The Phillips curve relationship has undergone a fruitful re exploration in recent years. The effort has been devoted to explain the relation between nominal and real variables in rigorously specified general equilibrium, optimizing models. For example, the so called New Keynesian1 Phillips Curve (NKPC), which describes current inflation as a function of expected future inflation and a measure of output gap, is derived in the context of a general equilibrium, optimizing model, that allows some form of nominal rigidities, either by assuming staggered price setting (for example, in the style of Calvo (1983) model), or by assuming staggered wage setting, or both (for ex. Erceg et al. 1999).
Models with nominal rigidities have been explored mostly in the context of monetary policy analysis. Providing a channel for real effects of monetary disturbances, staggered wage and price settings are in fact a suitable framework to investigate issues such as the optimality of alternative monetary policies.
However, the standard NKPC model predicts counter factual comovement of output and inflation, unless there are large cyclical variations in potential output. For this reason, there have been some attempts to dismiss altogether the particular model of price setting that lies at the heart of the model.
Some recent studies, in particular, have questioned the importance of the forward looking component in pricing behavior, by focusing on the empirical failure of the inflation output equation that it implies. For example, Fuhrers (1997) empirical results point to a negligible role of future inflation in an estimated inflation output relationship, specified in a way that is intended to nest the New Keynesian Phillips Curve specification, the more complex variant proposed by Fuhrer and Moore (1995), and purely backward looking Phillips Curve specifications.

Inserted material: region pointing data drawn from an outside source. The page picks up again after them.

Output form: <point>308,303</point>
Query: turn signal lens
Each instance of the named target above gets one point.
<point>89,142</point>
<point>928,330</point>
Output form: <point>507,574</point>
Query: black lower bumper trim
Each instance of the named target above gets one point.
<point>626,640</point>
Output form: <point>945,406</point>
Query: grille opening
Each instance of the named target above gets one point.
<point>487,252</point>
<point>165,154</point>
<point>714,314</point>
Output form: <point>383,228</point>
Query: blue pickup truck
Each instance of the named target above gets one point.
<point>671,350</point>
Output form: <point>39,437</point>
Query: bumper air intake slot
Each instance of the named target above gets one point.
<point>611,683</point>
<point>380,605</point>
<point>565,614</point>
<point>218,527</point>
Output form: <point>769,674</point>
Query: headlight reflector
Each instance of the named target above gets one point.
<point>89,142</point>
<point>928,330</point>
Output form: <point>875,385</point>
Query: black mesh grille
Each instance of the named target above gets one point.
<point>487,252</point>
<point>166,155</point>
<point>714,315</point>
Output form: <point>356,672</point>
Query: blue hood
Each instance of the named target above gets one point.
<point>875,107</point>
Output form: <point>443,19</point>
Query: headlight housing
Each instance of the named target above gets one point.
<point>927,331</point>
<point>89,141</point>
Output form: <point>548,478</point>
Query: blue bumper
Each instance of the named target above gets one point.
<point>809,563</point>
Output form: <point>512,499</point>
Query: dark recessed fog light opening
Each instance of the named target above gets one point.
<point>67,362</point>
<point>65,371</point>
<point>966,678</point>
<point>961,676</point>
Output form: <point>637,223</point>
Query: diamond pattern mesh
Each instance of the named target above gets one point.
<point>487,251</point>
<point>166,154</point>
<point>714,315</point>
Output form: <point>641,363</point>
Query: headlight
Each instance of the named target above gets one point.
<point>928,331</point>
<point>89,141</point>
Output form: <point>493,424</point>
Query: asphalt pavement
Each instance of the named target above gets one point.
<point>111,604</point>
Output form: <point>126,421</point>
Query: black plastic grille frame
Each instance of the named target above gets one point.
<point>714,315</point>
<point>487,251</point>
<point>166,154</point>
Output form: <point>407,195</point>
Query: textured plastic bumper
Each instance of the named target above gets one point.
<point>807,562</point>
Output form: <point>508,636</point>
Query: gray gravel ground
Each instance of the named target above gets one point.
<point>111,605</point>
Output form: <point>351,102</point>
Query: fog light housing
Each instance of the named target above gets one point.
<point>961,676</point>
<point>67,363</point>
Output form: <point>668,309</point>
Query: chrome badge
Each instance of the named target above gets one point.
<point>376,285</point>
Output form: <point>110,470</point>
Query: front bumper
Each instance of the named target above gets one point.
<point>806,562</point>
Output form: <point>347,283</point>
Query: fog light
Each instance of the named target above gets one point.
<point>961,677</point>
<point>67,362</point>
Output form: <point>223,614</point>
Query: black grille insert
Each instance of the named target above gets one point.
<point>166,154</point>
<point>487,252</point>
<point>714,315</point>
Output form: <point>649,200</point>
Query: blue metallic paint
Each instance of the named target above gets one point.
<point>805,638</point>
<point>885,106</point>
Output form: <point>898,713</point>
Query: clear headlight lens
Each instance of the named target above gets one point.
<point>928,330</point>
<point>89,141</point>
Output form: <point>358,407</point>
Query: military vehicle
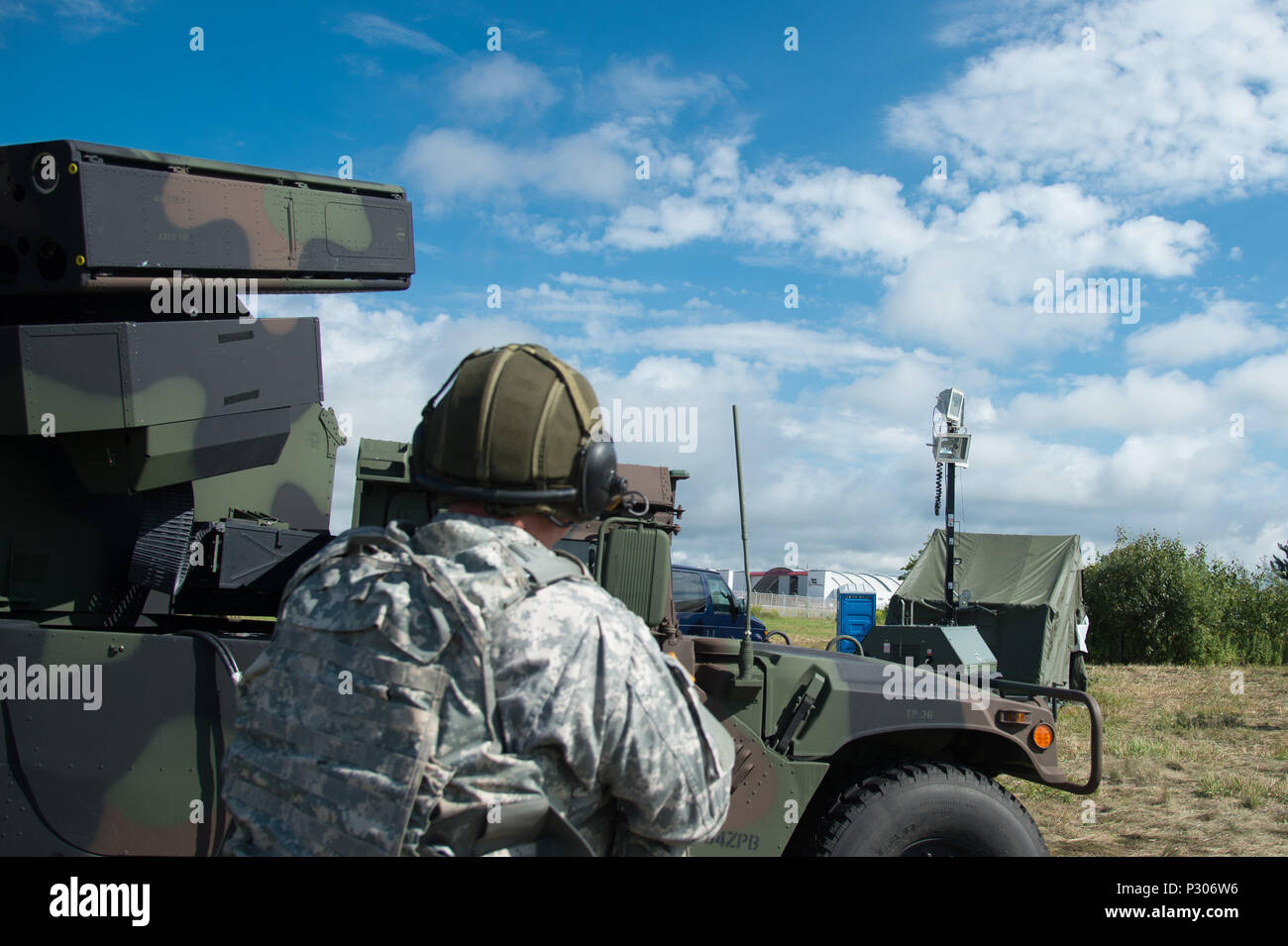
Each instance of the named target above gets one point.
<point>168,464</point>
<point>836,753</point>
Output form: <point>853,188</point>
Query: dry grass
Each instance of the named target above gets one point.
<point>1189,768</point>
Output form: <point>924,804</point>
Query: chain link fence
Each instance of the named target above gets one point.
<point>795,605</point>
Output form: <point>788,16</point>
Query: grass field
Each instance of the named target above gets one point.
<point>1189,768</point>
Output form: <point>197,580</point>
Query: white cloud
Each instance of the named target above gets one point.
<point>376,31</point>
<point>498,85</point>
<point>1173,91</point>
<point>450,162</point>
<point>1224,330</point>
<point>639,88</point>
<point>825,467</point>
<point>612,284</point>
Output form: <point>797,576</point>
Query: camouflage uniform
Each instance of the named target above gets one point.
<point>589,716</point>
<point>627,755</point>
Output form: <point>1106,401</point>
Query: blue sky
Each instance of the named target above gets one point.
<point>1153,149</point>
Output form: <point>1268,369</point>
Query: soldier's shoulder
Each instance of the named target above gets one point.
<point>574,607</point>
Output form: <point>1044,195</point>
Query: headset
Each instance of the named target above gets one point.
<point>597,486</point>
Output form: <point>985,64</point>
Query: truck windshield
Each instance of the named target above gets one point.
<point>721,597</point>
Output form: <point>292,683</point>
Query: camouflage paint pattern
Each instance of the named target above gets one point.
<point>77,216</point>
<point>103,402</point>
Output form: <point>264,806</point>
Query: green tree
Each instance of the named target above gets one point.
<point>1155,602</point>
<point>1150,602</point>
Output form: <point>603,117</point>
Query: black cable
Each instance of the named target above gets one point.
<point>224,654</point>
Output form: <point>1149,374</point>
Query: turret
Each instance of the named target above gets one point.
<point>162,451</point>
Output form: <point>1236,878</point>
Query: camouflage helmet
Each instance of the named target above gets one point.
<point>516,431</point>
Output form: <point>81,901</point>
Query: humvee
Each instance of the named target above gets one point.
<point>168,464</point>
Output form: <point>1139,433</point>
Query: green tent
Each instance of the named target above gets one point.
<point>1030,583</point>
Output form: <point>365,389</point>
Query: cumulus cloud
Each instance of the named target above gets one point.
<point>497,85</point>
<point>455,162</point>
<point>1224,330</point>
<point>642,88</point>
<point>375,30</point>
<point>1168,98</point>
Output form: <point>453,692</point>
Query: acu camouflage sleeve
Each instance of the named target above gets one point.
<point>665,757</point>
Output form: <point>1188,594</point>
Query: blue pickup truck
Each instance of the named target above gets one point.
<point>706,607</point>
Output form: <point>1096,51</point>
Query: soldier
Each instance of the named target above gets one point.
<point>465,688</point>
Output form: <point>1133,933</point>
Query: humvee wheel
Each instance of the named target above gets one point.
<point>927,809</point>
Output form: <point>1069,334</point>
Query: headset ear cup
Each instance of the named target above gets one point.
<point>597,477</point>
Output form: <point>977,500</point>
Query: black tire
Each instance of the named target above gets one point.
<point>927,809</point>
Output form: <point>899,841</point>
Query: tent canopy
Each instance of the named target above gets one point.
<point>1031,581</point>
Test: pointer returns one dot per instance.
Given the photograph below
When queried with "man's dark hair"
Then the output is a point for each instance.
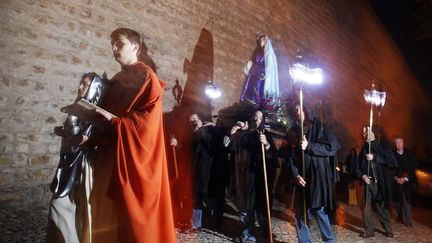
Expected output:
(130, 34)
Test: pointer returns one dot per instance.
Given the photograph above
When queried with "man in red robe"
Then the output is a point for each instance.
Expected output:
(130, 200)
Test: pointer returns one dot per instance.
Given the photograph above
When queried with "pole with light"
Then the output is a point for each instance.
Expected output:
(374, 98)
(212, 93)
(301, 75)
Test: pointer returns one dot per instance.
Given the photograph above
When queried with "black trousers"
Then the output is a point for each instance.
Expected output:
(372, 196)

Roberts (1997, 1998) argues instead that the New Keynesian Phillips Curve fits reasonably well when survey measures are used to approximate inflation expectations, but that it does not fit well under the hypothesis of rational expectations. He thus proposes a model with an important backward looking component in inflation expectations, which amounts to weakening the weight put on the forward looking terms in his aggregate supply relation.

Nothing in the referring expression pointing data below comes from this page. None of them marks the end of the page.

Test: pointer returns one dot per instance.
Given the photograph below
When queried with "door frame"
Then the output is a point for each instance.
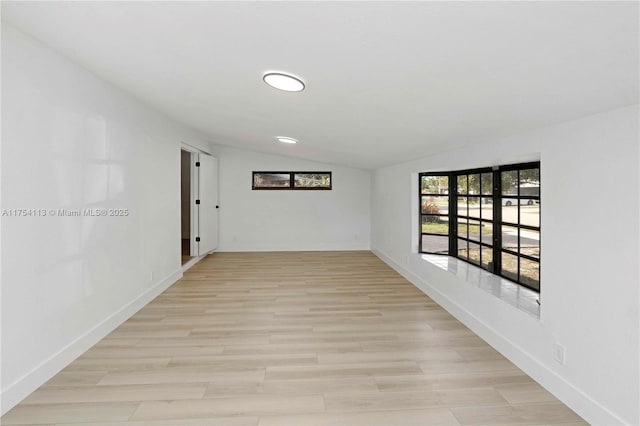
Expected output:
(193, 196)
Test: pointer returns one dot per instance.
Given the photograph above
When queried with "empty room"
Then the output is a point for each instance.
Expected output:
(320, 213)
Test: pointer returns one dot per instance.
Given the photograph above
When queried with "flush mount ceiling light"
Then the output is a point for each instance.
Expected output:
(285, 139)
(282, 81)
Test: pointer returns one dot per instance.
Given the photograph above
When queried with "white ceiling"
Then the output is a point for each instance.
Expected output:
(386, 81)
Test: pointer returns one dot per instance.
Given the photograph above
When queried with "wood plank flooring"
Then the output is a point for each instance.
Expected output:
(312, 338)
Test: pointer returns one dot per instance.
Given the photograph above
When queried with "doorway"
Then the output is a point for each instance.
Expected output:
(198, 205)
(185, 205)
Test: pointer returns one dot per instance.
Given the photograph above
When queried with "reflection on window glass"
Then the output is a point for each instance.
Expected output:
(530, 273)
(510, 210)
(530, 215)
(435, 225)
(510, 266)
(474, 253)
(530, 243)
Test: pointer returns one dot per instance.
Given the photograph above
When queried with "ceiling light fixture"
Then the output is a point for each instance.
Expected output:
(282, 81)
(285, 139)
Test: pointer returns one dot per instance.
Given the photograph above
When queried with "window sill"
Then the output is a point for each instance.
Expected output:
(513, 294)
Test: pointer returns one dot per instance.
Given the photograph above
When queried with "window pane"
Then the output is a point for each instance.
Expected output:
(312, 180)
(487, 183)
(530, 243)
(474, 253)
(510, 210)
(530, 182)
(474, 206)
(530, 214)
(435, 224)
(462, 227)
(510, 183)
(442, 202)
(271, 180)
(434, 184)
(510, 238)
(530, 273)
(474, 184)
(487, 258)
(435, 244)
(486, 208)
(462, 184)
(510, 266)
(486, 231)
(462, 206)
(474, 230)
(462, 249)
(429, 205)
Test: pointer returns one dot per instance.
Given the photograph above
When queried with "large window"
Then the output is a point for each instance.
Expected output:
(489, 217)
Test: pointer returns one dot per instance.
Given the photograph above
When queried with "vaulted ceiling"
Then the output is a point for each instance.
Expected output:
(386, 81)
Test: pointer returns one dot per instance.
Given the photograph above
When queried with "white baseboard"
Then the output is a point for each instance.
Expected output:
(574, 398)
(24, 386)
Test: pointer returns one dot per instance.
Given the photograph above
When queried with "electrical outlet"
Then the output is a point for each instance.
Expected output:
(559, 353)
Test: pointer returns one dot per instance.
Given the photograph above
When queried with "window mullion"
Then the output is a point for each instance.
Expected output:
(453, 211)
(497, 221)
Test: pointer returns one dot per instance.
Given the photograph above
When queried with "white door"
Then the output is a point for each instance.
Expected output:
(207, 204)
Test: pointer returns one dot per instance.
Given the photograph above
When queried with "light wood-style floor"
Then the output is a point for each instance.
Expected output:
(323, 338)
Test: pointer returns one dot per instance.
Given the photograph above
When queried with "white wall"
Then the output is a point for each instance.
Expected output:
(291, 220)
(72, 141)
(589, 268)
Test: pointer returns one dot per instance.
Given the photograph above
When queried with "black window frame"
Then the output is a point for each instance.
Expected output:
(493, 245)
(292, 181)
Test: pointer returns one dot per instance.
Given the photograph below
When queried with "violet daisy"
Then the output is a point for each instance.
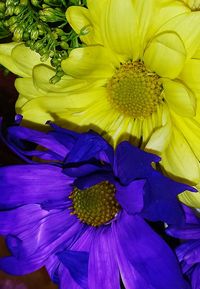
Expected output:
(81, 213)
(188, 252)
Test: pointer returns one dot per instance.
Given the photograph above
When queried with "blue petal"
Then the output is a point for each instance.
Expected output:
(132, 163)
(77, 264)
(148, 254)
(130, 197)
(90, 145)
(103, 267)
(14, 266)
(195, 277)
(23, 184)
(93, 179)
(66, 278)
(160, 199)
(20, 138)
(79, 170)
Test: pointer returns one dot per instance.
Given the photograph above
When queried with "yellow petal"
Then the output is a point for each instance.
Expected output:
(179, 160)
(190, 74)
(153, 14)
(166, 10)
(191, 131)
(25, 58)
(89, 62)
(191, 199)
(26, 87)
(43, 73)
(186, 25)
(179, 98)
(80, 20)
(7, 61)
(120, 28)
(161, 136)
(165, 55)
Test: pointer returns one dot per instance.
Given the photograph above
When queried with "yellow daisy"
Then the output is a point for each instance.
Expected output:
(193, 4)
(136, 78)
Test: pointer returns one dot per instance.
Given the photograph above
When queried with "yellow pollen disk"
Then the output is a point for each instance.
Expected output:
(193, 4)
(95, 205)
(135, 91)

Some other recent work has shown, however, that, unlike tests of the standard NKPC model, tests of the pricing equation alone, derived from a staggering price model, seem to fit inflation data quite well, providing empirical support for the hypothesis of nominal price rigidity, and for the importance of forward looking determinants of price setting behavior.In particular, Sbordone (1998) shows that, taking as given the evolution of unit labor costs, the dynamic of inflation predicted by sticky price models tracks actual data very closely, and imply a degree of price stickiness very much in line with that found through survey evidence.